65. tohuwabohu

Es ist wieder soweit: „jazz me, if you can!“
das tohuwabohu 2012 im Schloss Lüntenbeck!
vom 22. bis zum 24. Juni 2012 treffen sich
die Generationen der Jandl-Musik in Wuppertal.

Ernst Jandl würde sagen: Ein tohuwabohu kann etwas Schlechtes sein, ein tohuwabohu kann auch etwas Gutes sein. Und als ein tohuwabohu erscheint unter manchem Blickwinkel Jandls Leben. Seine literarisches Werk spiegelt dieses Durcheinander, das der Dichter mal als Bereicherung, jedoch oft auch als Bedrohung seines Seelenfriedens wahrnahm, zweifach wider: Erstens ist auch bei Jandl das innere Getrieben-Sein der Hauptmotor für eine künstlerische Produktion, die 17 Gedichtbände und zahlreiche ‚freistehende’ prosaische, dramatische, lyrische und wie-auch-immer-zu-nennende Texte umfasst. Zweitens ist das Werk ungewöhnlich bunt: Jandl ist nicht nur ein Konkreter, nicht nur ein Sound-Poet, weder nur visueller Dichter, noch ausschließlich Tiefsinn-Schürfer. Man reduziere ihn nicht auf Wortspiele oder hermetische Dichtung! Jandl ist das alles. Und deshalb nie langweilig.

Der vitalste Aspekt an Jandl ist nicht erst nach seinem Tod die Jandl-Musik: Musik zu, mit und nach Jandl. Der Wiener Wortwinder ist mit Sicherheit der zeitgenössische deutschsprachige Dichter, der am häufigsten von Musikern vertont oder auf andere Weise künstlerisch bearbeitet worden ist und immer noch wird. Denn trifft sein Werk auf weitere Spielernaturen, so ergibt sich fast zwangsläufig eine künstlerische Melange die es in sich hat. Und wie bei Milch und Wiener Kaffee ergibt sich auch bei Musik und Wiener Lyrik eine heiße und spannende Mischung! Bis heute sind, mit und ohne Ernst Jandls Beteiligung, nahezu vierhundert Jandl-Musik-Stücke entstanden.

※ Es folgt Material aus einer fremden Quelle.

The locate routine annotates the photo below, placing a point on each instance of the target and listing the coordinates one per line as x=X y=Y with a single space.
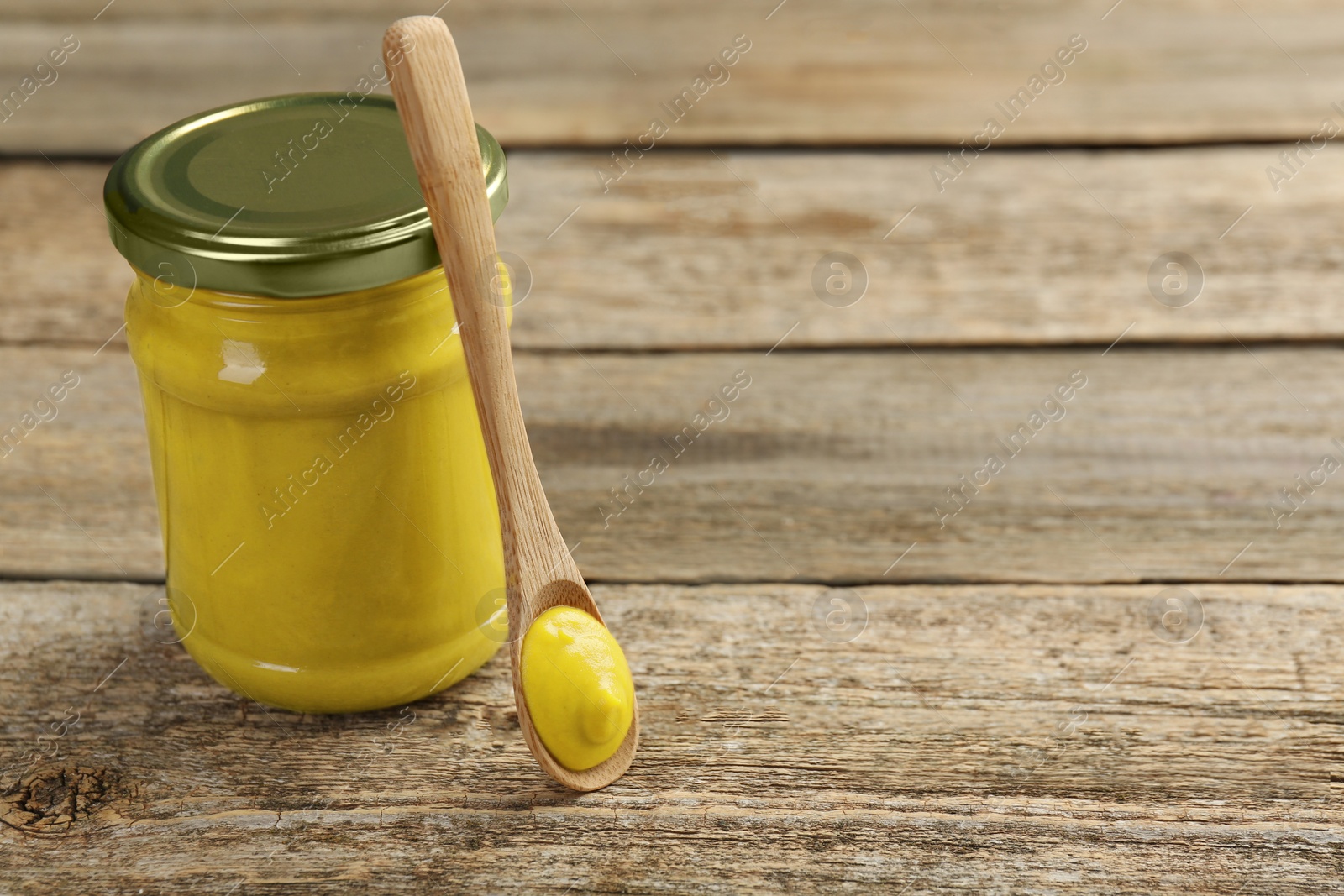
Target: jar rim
x=288 y=196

Der im letzten Jahr verstorbene Dietmar Mues, der viele Jahre mit seinem Freund und Kollegen Dieter Glawischnig in furiosen Konzerten die Gedichte Jandls gesprochen hat, bezeichnete seinen Kontakt mit Jandls Werk als Landung auf dem „Planeten Jandl“. Denn hat man erst einmal einen Fuß auf dieses Rund (oder ist es eckig?) gesetzt, gibt es kein Zurück mehr, stattdessen aber viel zu entdecken: Jedes einzelne Gedicht wieder ein tohuwabohu, hier ist nichts glatt außer der hohen Stirn des Dichters! Es kracht und stampft, es irritiert und brüskiert, es schweigt und harrt der Interpretation. Achtung, da läuft ein Gedicht! (oder fliegt es?) Man sah auch schon Leute lachen.